In her first major institutional show in Switzerland Claudia Comte delivers all the dull mid-range design we’ve come to expect, but here there’s a lot more and, now, with the incredulous air of credibility. Titled 10 Rooms, 40 Walls, 1059 m2, and featuring over 60 paintings, 40 sculptures, 40 wall paintings and some prints, it’s an epic ode to the big, dumb and aggressively anti-intellectual.
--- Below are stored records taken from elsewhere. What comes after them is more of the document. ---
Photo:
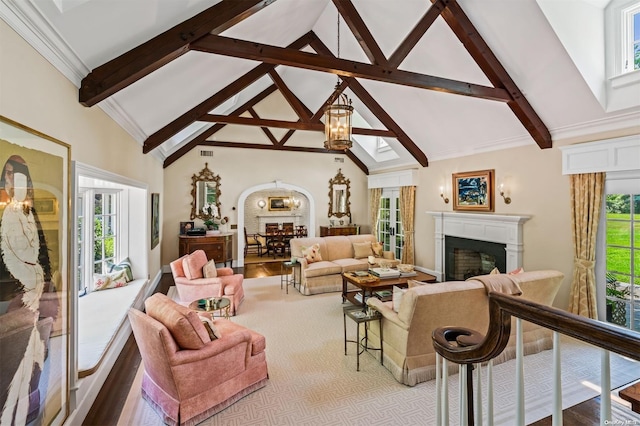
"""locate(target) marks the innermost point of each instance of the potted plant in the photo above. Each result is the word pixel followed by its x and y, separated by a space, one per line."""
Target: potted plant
pixel 616 304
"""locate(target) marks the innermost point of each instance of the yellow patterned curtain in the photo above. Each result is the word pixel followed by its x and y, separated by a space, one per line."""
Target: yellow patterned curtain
pixel 586 201
pixel 374 209
pixel 407 213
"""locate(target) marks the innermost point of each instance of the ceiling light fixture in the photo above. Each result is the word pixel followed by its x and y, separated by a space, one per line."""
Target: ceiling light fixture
pixel 337 124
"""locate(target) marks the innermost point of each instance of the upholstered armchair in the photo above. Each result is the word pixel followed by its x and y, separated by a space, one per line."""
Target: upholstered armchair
pixel 191 373
pixel 192 284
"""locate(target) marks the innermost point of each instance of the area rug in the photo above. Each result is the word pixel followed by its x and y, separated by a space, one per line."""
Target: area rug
pixel 312 382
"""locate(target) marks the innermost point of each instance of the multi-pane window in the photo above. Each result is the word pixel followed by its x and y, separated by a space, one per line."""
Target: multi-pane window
pixel 623 257
pixel 104 231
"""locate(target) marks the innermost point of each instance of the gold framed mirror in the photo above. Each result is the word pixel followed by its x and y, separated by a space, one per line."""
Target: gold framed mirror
pixel 339 193
pixel 205 194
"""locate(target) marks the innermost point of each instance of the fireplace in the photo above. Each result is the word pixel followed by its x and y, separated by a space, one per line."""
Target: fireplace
pixel 465 258
pixel 506 230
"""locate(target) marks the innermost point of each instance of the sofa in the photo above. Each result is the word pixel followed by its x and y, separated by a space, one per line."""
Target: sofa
pixel 321 267
pixel 192 370
pixel 407 345
pixel 198 278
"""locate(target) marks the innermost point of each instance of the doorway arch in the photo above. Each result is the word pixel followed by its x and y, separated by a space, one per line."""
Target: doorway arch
pixel 266 186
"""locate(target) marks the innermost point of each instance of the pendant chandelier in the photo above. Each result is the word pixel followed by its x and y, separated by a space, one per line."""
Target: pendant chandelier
pixel 337 124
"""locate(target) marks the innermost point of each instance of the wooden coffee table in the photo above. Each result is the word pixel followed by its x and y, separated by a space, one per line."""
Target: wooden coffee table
pixel 368 285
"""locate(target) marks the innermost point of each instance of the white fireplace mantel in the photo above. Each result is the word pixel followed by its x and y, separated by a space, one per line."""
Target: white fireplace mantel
pixel 503 229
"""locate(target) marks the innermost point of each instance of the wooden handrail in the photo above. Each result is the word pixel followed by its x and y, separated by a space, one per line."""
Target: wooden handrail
pixel 501 307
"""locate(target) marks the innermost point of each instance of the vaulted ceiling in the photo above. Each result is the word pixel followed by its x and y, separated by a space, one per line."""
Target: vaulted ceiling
pixel 428 79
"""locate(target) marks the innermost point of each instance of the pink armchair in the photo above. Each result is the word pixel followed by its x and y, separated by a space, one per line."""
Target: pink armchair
pixel 192 285
pixel 189 377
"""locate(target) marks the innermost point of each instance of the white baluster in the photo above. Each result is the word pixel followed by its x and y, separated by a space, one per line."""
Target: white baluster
pixel 605 387
pixel 519 374
pixel 464 403
pixel 438 389
pixel 556 417
pixel 477 408
pixel 445 391
pixel 490 393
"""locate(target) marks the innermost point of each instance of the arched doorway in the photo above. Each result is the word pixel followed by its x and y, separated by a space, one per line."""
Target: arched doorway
pixel 270 186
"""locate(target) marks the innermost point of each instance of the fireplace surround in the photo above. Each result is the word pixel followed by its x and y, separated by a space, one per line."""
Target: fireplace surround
pixel 502 229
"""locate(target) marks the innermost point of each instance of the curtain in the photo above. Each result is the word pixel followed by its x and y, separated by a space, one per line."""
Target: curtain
pixel 374 209
pixel 586 201
pixel 407 213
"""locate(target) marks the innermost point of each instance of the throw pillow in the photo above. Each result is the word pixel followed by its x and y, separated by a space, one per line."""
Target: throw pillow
pixel 414 283
pixel 377 248
pixel 209 270
pixel 115 280
pixel 398 293
pixel 362 250
pixel 124 265
pixel 210 326
pixel 312 254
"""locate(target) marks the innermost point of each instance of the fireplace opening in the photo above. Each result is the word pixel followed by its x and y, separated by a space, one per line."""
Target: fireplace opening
pixel 465 258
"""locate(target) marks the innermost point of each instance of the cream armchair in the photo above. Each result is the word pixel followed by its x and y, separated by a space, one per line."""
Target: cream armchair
pixel 191 283
pixel 408 349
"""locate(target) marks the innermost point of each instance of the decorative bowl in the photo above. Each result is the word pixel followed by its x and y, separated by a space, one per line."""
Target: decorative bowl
pixel 405 267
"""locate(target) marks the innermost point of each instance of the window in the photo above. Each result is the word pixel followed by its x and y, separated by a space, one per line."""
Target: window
pixel 631 38
pixel 623 254
pixel 390 231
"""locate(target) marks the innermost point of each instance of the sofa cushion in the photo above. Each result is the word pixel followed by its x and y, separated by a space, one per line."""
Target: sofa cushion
pixel 209 270
pixel 350 265
pixel 362 250
pixel 184 324
pixel 312 254
pixel 319 269
pixel 377 248
pixel 193 264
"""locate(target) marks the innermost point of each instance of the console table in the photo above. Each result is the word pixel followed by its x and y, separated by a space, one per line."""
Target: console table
pixel 326 231
pixel 218 247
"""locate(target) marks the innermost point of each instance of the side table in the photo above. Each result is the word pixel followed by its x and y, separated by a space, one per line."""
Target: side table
pixel 359 316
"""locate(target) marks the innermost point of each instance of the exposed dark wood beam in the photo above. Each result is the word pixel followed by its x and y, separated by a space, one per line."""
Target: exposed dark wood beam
pixel 466 32
pixel 345 68
pixel 131 66
pixel 357 26
pixel 416 34
pixel 265 130
pixel 376 109
pixel 301 110
pixel 294 125
pixel 222 95
pixel 217 127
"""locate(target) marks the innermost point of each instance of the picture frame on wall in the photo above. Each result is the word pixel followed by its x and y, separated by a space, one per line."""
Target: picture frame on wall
pixel 35 200
pixel 155 219
pixel 185 227
pixel 279 204
pixel 474 191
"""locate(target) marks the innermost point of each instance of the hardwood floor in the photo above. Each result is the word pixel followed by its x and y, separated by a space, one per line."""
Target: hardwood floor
pixel 108 405
pixel 112 397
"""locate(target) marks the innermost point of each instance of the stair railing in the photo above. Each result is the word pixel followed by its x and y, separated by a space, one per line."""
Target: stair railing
pixel 468 347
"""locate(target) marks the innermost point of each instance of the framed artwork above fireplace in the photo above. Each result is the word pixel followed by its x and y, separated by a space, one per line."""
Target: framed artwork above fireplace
pixel 474 191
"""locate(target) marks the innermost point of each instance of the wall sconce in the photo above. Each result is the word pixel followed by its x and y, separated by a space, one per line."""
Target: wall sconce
pixel 507 200
pixel 445 199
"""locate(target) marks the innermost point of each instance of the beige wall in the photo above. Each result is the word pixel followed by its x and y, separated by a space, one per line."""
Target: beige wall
pixel 241 169
pixel 35 94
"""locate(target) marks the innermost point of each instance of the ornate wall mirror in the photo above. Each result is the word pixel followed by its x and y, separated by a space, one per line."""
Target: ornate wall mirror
pixel 205 193
pixel 339 192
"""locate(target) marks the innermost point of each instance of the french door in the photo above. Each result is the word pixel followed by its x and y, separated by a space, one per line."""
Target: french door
pixel 390 230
This sprawling affair, so celebrated in its chosen title, continues the artist’s investigations of valuable natural materials, geometric compositions and a peripheral subjective definition of humor. Riffs on Op Art form the majority of her painting practice. Think of it as bad art about bad art. But, as conceptually empty as their predecessors, they can achieve appealing visual effects. Usually, though, they undercut themselves with a lack of conceptual consideration. Take the first wall one sees when entering the show. It’s filled, save for a perfect absence of white around the edges, with a tight grid of black dots painted on the wall. At the center is what appears to be a large square canvas hung as a diamond. The dots are arranged to form exact intersections at the painting’s corners, all stopping uniformly around the edges. The center of the square, which reveals itself to be four inverted quarters of a circle, is empty. The painting itself is of the basic variety, with bright colors and radiant lines creating the illusion of iridescence, but the play between the void at the center and the wall graphic creates a strong floating sensation that reverberates in front of the eye. It is by far the strongest work in the show, except that for some baffling reason it is actually two: the wall painting, Dots (2017), and the painting, Quarter Circle Painting CMYK (2017). This happens again in other rooms with White Roller Stripes on Black (2017) and Quarter Circle Painting RGB (2017) and, to a lesser extent, with The Three Elevators (2017) and Indigo Blush (Cocktail Paintings) (2017). Why the artist would separate these conceptually is beyond comprehension. One would never work without the other. Reflecting a trivial approach, this purposeful rejection of artistic reflection, infects the entire show.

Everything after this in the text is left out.